Corriere della Sera, 9 novembre 2015
Storia di Matthias Schoenaerts, che voleva fare il calciatore, o forse il pittore, e che è finito divo del cinema
Fan sfegatato del Barcellona, sognava un futuro alla Lionel Messi. È diventato invece uno dei volti più richiesti del cinema, etichettato da Hollywood come il Marlon Brando belga. Definizione in cui, però, Matthias Schoenaerts non si ritrova. «Non sono un divo, né uno che pianifica il futuro a tavolino – dice —. Anzi sono un passionale, mi piace lanciarmi senza rete in quello che faccio. Voglio lavorare come Jackson Pollock, che sulla tela trasferiva tutta la sua energia psichica». Non cita la pittura a caso. A sedici anni graffitava i muri della sua città, Anversa, dove tutt’oggi vive; e dipingere, dice, «non è un hobby ma una vera passione».

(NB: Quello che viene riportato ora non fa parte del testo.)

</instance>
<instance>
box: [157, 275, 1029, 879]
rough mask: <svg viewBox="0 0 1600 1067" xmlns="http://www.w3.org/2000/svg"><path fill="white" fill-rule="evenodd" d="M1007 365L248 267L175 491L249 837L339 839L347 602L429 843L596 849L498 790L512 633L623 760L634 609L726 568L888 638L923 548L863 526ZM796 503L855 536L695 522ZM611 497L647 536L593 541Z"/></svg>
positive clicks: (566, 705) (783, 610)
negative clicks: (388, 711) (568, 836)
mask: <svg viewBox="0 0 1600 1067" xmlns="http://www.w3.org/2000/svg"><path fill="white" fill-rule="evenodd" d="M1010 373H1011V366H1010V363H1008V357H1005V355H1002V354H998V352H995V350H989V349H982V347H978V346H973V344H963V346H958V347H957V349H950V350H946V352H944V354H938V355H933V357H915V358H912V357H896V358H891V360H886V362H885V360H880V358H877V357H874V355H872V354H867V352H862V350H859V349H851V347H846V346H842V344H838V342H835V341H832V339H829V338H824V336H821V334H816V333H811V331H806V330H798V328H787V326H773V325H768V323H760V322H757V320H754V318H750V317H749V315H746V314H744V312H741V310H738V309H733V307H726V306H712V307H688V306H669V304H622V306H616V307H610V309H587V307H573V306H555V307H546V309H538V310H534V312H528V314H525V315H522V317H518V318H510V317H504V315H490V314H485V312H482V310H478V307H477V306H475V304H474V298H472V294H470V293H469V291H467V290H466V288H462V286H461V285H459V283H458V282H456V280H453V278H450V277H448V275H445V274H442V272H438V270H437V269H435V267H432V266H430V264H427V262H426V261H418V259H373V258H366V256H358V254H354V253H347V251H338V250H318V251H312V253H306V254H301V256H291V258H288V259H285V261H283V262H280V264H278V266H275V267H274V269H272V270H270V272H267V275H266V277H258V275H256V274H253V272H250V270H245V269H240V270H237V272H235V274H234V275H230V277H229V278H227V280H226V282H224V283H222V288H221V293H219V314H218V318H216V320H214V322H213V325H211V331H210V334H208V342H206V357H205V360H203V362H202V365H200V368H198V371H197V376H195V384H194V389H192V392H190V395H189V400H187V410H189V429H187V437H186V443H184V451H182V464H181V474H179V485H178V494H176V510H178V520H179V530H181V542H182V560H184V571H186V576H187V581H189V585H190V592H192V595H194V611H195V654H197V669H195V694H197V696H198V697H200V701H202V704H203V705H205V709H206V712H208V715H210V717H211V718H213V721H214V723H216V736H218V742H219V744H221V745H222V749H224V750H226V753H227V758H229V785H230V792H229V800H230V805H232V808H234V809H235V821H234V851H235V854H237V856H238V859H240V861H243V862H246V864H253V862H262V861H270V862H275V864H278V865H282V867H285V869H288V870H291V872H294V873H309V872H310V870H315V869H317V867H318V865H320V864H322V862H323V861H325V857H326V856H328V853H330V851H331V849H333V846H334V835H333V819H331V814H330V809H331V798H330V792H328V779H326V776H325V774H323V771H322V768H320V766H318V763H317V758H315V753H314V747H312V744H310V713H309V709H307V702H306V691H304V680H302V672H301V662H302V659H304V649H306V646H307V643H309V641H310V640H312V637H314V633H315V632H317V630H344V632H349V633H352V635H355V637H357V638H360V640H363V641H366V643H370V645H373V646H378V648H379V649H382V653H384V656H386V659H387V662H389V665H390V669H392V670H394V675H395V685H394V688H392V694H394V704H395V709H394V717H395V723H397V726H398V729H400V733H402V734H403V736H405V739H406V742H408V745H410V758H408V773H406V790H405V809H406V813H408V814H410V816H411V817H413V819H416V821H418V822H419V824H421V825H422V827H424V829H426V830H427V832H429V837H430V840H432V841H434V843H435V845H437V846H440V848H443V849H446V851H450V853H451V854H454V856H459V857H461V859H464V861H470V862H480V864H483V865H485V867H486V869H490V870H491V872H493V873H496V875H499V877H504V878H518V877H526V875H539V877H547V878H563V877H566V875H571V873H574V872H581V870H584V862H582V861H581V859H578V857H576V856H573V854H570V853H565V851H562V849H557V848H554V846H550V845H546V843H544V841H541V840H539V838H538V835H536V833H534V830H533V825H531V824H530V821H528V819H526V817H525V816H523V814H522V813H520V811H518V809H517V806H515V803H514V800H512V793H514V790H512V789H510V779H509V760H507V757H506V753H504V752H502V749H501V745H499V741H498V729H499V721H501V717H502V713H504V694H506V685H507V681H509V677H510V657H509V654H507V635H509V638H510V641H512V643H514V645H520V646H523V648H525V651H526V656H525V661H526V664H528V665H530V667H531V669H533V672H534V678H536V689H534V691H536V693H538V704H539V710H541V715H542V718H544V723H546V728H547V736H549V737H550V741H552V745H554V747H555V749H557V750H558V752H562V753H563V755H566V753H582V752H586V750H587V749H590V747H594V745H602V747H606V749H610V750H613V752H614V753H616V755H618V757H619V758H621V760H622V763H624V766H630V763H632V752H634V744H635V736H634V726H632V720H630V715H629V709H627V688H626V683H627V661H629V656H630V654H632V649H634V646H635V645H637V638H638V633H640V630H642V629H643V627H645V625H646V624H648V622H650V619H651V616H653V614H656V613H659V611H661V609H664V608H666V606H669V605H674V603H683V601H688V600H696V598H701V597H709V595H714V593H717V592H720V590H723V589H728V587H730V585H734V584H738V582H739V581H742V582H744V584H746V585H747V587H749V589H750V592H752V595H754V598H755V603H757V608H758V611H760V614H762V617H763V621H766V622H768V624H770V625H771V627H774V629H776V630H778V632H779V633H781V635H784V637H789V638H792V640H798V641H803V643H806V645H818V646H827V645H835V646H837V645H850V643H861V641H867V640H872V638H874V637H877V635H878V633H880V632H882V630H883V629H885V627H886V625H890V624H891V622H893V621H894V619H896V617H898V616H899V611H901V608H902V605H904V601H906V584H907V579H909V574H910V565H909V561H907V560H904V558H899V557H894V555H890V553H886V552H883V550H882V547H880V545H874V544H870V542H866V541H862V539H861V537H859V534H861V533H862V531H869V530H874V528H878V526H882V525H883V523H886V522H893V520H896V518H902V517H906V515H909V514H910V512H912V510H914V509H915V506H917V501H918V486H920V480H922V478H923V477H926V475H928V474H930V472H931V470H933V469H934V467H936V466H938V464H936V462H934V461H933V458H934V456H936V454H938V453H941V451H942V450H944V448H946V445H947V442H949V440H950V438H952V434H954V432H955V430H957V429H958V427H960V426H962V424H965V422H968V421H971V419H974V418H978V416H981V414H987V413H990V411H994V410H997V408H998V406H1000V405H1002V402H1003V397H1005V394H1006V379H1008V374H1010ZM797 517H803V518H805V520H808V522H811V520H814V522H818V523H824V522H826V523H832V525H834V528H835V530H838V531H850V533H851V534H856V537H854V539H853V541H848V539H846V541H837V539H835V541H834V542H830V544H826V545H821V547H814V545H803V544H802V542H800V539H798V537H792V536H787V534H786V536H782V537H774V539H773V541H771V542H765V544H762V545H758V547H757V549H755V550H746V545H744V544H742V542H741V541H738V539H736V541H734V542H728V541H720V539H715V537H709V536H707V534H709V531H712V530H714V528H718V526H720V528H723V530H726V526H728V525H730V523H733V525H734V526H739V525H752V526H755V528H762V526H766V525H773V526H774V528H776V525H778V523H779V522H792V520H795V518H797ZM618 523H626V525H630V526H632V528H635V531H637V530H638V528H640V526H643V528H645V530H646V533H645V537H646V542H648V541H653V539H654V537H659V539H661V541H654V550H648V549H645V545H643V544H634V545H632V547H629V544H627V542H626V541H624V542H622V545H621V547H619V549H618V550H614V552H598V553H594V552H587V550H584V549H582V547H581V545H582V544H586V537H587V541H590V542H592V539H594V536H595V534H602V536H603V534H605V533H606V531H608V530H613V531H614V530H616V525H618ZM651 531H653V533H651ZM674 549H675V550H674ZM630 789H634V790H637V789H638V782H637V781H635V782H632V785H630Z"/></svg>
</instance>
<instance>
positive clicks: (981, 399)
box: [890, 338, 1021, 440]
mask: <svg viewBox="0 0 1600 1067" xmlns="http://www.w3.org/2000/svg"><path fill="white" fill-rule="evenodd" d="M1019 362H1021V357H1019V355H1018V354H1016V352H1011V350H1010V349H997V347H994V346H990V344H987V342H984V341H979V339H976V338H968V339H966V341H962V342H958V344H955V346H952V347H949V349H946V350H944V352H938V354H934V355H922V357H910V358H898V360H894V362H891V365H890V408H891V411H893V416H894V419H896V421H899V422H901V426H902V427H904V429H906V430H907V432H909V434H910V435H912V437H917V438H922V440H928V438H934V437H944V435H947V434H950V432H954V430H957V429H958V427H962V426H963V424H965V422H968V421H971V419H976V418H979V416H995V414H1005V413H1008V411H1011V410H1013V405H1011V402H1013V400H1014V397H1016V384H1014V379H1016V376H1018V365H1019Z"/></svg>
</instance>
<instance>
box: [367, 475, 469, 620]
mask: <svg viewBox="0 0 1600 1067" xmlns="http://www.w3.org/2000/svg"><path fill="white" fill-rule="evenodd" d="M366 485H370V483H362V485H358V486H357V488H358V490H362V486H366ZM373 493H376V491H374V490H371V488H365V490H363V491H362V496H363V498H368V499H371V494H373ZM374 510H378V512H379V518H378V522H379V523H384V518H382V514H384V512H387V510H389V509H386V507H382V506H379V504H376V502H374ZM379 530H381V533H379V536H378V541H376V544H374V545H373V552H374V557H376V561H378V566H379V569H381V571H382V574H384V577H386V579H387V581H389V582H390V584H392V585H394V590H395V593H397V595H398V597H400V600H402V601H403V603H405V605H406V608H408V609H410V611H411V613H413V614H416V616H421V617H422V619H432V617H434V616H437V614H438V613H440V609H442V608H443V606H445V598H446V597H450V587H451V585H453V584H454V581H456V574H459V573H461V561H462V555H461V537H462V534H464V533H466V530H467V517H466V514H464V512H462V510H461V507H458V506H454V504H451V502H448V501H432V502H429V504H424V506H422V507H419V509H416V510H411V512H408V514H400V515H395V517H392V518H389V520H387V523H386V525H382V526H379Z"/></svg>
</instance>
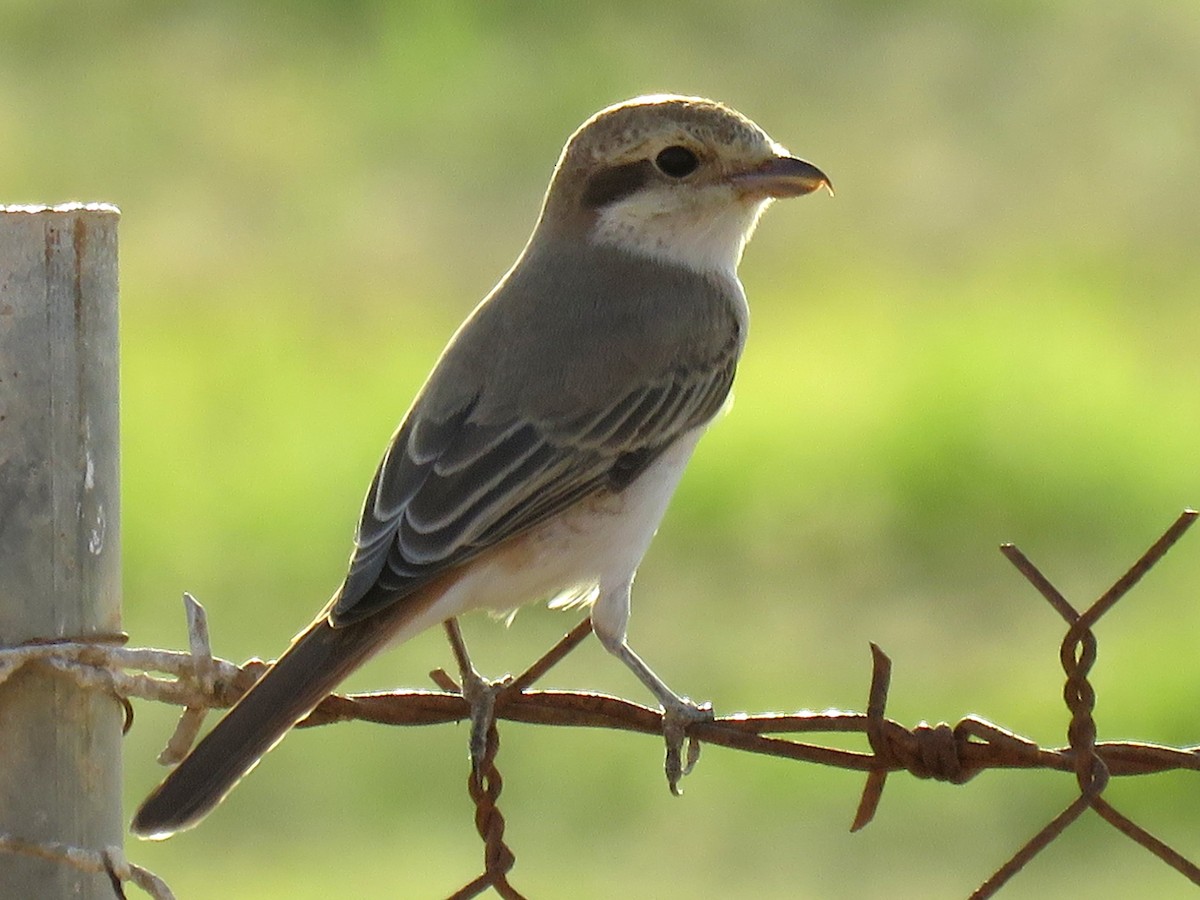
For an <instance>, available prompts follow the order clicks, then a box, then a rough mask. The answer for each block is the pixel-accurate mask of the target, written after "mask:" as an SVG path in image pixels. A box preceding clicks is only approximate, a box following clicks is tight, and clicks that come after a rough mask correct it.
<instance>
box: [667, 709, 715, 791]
mask: <svg viewBox="0 0 1200 900" xmlns="http://www.w3.org/2000/svg"><path fill="white" fill-rule="evenodd" d="M710 721H713V704H712V703H703V704H697V703H694V702H691V701H690V700H688V698H686V697H680V698H679V702H678V703H670V704H666V706H664V708H662V738H664V739H665V740H666V744H667V757H666V764H665V769H666V774H667V786H668V787H670V788H671V793H673V794H674V796H676V797H679V796H680V794H682V793H683V791H682V790H680V787H679V781H680V779H683V776H684V775H689V774H691V770H692V769H694V768H695V767H696V761H697V760H700V740H698V739H697V738H696V737H695V736H694V734H689V733H688V730H689V728H690V727H691V726H692V725H695V724H696V722H710ZM684 742H686V743H688V756H686V762H684V754H683V745H684Z"/></svg>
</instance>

Figlio d’arte (suo papà era l’attore Julien Schoenaerts), il divo di A Bigger Splash, il film di Guadagnino nelle sale dal 26 novembre, sognava «di fare il calciatore. Ho giocato nel Beerschot, ma senza grandi risultati. Come a scuola di recitazione: troppe assenze, mi espulsero». Ma è difficile sfuggire al proprio destino. Ripresi gli studi d’arte drammatica, si diploma e comincia a lavorare in piccole produzioni. A 20 anni gli è chiaro che seguirà le orme paterne. Suo padre, ricorda, «non ha mai forzato le mie scelte, voleva che seguissi le mie inclinazioni. Ho finito col fare l’attore, come lui. Mi spiace che oggi non possa vedermi: è morto nel 2006, negli ultimi anni l’Alzheimer se l’era divorato».
Il successo per Matthias arriva con Bullhead (2011) di Michael Roskam, candidato all’Oscar come Miglior film straniero. Non pensa che oggi suo padre sarebbe fiero di lei? «L’unica cosa importante, per lui, era che seguissi le mie inclinazioni. Del successo non gli importava, o in minima parte; sapeva che la fama non un lasciapassare per la felicità». Che il divo trova invece «nella chimica tra attore e regista, nella “simbiosi” tra le menti quando scatta il ciak. Per me la gioia è stare sul set, è in quel tempo racchiuso tra i comandi “Si gira!” e “Stop!”. Niente di quello che viene prima, o dopo, è altrettanto entusiasmante. Un calciatore è felice quando è in campo. Vale anche per l’attore». Il piacere più grande? «Quando dimentichi che stai interpretando un ruolo, che stai recitando. Quando tutto il resto non esiste più. L’arte che non nasce dall’assoluto senso di libertà in cui converge ogni energia... beh: non è arte».
Nel 2015 ha girato sette film, un record. Tra questi, Suite francese dall’omonimo romanzo di Irène Némirovsky, diretto da Saul Dibb. Che di Schoenaerts ha detto: «è un attore che mescola anima e complessità». È così? Riflette prima di rispondere. «Vede, non mi interessa far apparire gradevoli i personaggi che interpreto, ma renderli comprensibili, e umani. Nella costruzione del caratteri che interpreto sono preciso, meticoloso. Mi rilasso solo quando sono fuori dal set». Tempo fa ha detto che le sarebbe piaciuto sparire per un po’. «Sì, è vero. È anche per questo che continuo a vivere ad Anversa. Questa è la mia città, qui sto bene, posso “staccare” da tutto. Non ho nessuna intenzione di andarmene». Il segreto per restare in equilibrio nel mondo dello showbiz? «Fare come Daniel Day-Lewis, con Mike Tyson uno dei miei idoli, che gira un film ogni quattro anni. Poi però scalpito. Sono impaziente, non mi sazio mai. Mordo la vita. Recitare mi diverte, per me è un gioco. Che prendo però molto seriamente».